Tandis que Louve Grise dressait l’oreille au clapotis des eaux, Kazan cherchait, à droite et à gauche, un gué qu’il fût loisible de traverser. Il n’en trouva point, mais un gros cèdre qui était tombé en travers du torrent et formait pont. Il s’y engagea et, après quelques hésitations, Louve Grise le suivit.
Ils parvinrent ainsi à leur ancienne retraite. Ils en flairèrent, avec prudence, l’ouverture et, comme rien ne leur apparut d’anormal, ils se décidèrent à entrer. Lasse et haletante, Louve Grise se laissa choir par terre aussitôt, dans le recoin le plus obscur du nid retrouvé, et Kazan vint vers elle, pour lui lécher la tête en signe de satisfaction. Après quoi, il se prépara à sortir, afin de s’en aller un peu à la découverte.

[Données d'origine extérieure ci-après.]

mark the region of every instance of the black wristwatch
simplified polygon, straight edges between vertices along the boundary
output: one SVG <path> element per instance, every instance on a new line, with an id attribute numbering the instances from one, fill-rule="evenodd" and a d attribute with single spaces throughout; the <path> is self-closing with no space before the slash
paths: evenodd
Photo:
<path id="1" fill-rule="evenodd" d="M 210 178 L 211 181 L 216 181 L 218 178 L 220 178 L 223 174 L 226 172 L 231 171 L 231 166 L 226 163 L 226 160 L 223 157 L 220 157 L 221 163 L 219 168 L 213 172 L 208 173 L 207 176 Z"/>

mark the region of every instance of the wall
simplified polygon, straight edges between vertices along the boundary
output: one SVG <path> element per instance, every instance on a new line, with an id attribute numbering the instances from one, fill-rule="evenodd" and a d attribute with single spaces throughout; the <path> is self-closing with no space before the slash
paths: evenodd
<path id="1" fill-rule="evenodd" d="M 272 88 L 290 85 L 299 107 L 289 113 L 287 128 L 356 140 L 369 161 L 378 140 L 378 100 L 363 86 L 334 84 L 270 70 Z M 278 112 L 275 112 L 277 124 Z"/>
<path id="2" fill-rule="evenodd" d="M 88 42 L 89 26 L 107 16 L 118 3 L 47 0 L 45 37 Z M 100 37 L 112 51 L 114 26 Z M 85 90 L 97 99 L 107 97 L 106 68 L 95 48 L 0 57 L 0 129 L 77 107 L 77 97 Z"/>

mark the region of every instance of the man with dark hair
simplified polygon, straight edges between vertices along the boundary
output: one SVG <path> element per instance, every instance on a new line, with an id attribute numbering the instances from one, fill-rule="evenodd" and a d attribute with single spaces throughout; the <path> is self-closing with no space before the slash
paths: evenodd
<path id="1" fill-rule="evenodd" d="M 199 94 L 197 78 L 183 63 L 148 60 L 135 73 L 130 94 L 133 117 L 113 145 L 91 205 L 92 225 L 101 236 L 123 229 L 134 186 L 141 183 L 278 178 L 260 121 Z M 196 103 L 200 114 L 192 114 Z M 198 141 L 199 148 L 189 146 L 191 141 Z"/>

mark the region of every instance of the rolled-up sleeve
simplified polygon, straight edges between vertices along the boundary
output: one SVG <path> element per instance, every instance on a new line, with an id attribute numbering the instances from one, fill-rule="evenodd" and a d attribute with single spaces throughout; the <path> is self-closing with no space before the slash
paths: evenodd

Comme il était sur le seuil de son home, l’odeur d’une chose vivante vint tout à coup jusqu’à lui. Il se raidit sur ses pattes et ses poils se hérissèrent.
Deux minutes ne s’étaient point écoulées qu’un caquetage, pareil à celui d’un enfant, se fit entendre et un porc-épic apparut. Lui aussi cherchait un gîte et, les yeux au sol, sans regarder devant lui, s’en venait droit vers l’arbre.
Kazan n’ignorait pas que le porc-épic, lorsqu’on ne s’attaque point à lui, est la bête la plus inoffensive qu’il y ait. Il ne réfléchit point qu’un simple grognement issu de son gosier suffirait à faire s’éloigner, vite et docilement, cette créature débonnaire, babillarde et piaillarde, qui sans cesse monologue avec elle-même. Il ne vit là qu’un fâcheux, qui venait l’importuner, lui et Louve Grise. Bref, l’humeur du moment fit qu’il bondit inconsidérément sur le porc-épic.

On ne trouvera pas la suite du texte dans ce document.